The performance of gVisor is often a big limiting factor in deployment.
I read the thesis on arxiv. Do you see any limitations from using Xen instead of KVM? I think that was the biggest surprise for me as I have very rarely seen teams build on Xen.
I’m curious what gVisor is getting you in your setup — of course gVisor is good for running untrusted code, but would you say that gVisor prevents issues that would otherwise make the agent break out of the kubernetes pod? Like, do you have examples you’ve observed where gVisor has saved the day?
The huge gVisor drawback is that it __drastically_ slows down applications (despite startup time being faster.)
For agents, the startup time latency is less of an issue than the runtime cost, so microvms perform a lot better.
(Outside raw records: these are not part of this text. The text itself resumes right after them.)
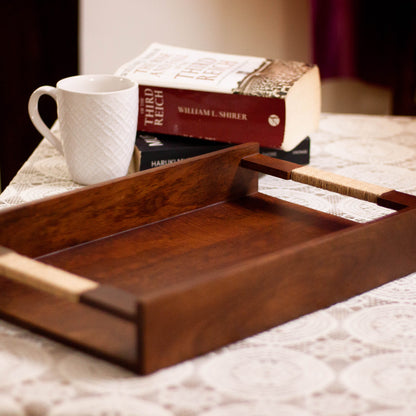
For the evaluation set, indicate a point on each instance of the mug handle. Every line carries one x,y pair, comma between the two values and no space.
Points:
37,119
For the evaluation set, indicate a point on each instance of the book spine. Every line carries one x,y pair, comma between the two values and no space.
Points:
152,159
231,118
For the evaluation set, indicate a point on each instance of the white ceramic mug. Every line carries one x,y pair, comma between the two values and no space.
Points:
97,117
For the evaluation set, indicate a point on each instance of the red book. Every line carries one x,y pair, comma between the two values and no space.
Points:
229,98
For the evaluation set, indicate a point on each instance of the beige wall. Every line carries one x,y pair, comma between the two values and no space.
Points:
114,31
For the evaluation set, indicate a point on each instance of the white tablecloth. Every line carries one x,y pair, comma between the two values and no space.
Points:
354,358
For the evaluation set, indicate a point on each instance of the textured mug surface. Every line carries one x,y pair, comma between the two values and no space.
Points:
98,121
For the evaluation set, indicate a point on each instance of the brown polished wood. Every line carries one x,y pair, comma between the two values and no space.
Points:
197,254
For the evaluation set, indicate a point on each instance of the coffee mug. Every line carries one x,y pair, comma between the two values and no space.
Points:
97,117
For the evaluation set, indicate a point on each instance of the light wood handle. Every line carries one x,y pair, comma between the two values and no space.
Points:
337,183
42,276
323,180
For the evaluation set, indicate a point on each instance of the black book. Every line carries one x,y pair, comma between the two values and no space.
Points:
155,150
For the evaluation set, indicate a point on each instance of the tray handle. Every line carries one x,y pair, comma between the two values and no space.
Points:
309,175
69,286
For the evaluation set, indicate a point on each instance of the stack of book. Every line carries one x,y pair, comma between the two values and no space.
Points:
153,150
192,102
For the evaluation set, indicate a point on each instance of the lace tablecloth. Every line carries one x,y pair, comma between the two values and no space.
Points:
354,358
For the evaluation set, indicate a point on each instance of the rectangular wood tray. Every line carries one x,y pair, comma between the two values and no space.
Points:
173,262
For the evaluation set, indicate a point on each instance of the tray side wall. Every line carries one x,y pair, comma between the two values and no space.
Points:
274,289
76,217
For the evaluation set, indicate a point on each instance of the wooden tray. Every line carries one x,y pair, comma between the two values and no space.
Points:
166,264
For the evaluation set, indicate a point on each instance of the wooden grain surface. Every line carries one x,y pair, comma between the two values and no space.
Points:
198,255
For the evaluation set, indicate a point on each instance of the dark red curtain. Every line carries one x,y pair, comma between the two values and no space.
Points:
374,41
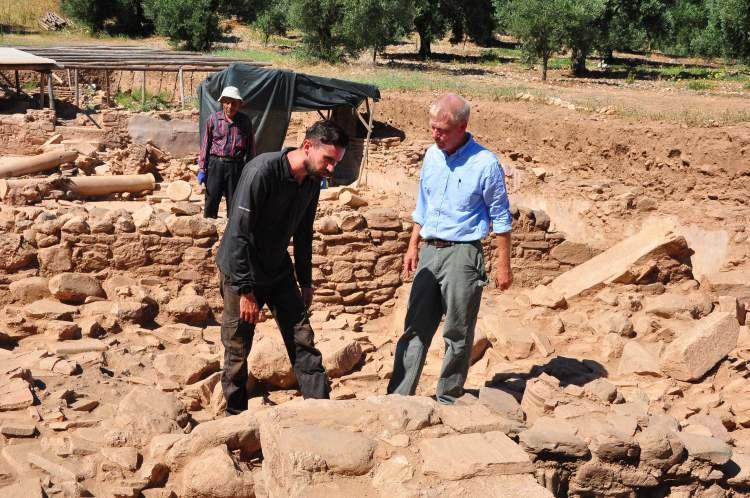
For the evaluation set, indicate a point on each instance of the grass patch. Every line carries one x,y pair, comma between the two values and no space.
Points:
558,63
387,79
699,85
252,54
23,15
154,102
685,116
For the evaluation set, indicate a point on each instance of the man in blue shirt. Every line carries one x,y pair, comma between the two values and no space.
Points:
461,195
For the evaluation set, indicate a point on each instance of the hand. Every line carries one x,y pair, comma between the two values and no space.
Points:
249,309
307,293
503,278
411,258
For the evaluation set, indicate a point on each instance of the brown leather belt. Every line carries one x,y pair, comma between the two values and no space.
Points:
226,159
439,243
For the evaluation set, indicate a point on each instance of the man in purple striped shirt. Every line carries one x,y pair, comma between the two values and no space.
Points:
227,146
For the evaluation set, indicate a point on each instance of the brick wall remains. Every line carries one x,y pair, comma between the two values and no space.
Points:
22,134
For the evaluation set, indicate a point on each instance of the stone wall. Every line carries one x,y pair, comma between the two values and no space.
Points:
357,256
22,134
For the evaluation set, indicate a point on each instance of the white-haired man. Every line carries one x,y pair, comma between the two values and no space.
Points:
461,194
228,144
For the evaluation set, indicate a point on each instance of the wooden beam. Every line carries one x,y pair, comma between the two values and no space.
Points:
182,88
41,90
77,90
50,89
107,95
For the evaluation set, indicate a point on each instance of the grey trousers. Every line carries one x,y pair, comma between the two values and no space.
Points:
449,281
285,301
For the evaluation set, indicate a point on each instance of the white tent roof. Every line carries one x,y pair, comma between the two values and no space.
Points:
11,58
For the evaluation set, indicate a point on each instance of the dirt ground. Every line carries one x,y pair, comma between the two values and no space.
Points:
118,394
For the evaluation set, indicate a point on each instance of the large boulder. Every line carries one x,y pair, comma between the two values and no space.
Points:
572,253
215,474
74,288
196,227
145,412
383,219
193,310
47,309
695,352
668,305
184,368
55,259
268,362
553,437
340,355
15,252
29,289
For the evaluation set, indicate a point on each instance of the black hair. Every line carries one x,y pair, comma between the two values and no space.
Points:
327,132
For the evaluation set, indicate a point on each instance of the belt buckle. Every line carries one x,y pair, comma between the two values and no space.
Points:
440,244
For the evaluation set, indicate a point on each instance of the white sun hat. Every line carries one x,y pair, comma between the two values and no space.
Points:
230,92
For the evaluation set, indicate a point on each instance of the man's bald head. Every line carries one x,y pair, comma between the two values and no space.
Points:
451,108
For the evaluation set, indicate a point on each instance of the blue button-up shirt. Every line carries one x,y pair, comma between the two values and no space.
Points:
460,194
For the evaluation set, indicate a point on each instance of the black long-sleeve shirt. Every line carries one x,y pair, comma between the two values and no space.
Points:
269,208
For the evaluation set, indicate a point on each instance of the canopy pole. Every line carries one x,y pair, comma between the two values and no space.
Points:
108,95
182,88
77,90
41,90
362,176
143,90
50,89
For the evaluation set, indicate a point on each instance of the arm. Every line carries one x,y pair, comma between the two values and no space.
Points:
251,150
503,273
206,143
496,199
303,250
250,196
412,252
411,258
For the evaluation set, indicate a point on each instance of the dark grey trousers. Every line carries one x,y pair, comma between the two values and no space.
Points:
449,281
285,302
222,178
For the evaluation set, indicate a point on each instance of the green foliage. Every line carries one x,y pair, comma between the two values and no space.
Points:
430,22
699,85
125,17
710,28
629,25
579,19
247,10
335,28
131,100
318,20
272,21
373,24
193,23
469,19
538,24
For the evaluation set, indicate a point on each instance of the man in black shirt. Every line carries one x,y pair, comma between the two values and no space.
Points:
275,201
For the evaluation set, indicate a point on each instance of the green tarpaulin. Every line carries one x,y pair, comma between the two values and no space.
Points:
270,96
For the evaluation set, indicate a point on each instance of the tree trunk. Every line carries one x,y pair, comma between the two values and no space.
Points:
578,62
26,165
425,40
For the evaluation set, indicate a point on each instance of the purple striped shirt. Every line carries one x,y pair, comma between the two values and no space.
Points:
224,138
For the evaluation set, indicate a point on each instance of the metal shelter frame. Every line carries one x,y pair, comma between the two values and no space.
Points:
107,58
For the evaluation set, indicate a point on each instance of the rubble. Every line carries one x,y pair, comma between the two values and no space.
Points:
622,374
If you're doing this in kube, then there's a bunch of other challenges to deal with if you want standard k8s features, but if you're just looking for isolated sandboxes for agents, microvms work really well.
The middle ground we've built is that a real Linux kernel interfaces with your application in the VM (we call it a zone), but that kernel then can make specialized and specific interface calls to the host system.
For example with NVIDIA on gVisor, the ioctl()'s are passed through directly, with NVIDIA driver vulnerabilities that can cause memory corruption, it leads directly into corruption in the host kernel. With our platform at Edera (https://edera.dev), the NVIDIA driver runs in the VM itself, so a memory corruption bug doesn't percolate to other systems.
Wait until they find a hole. Then good luck.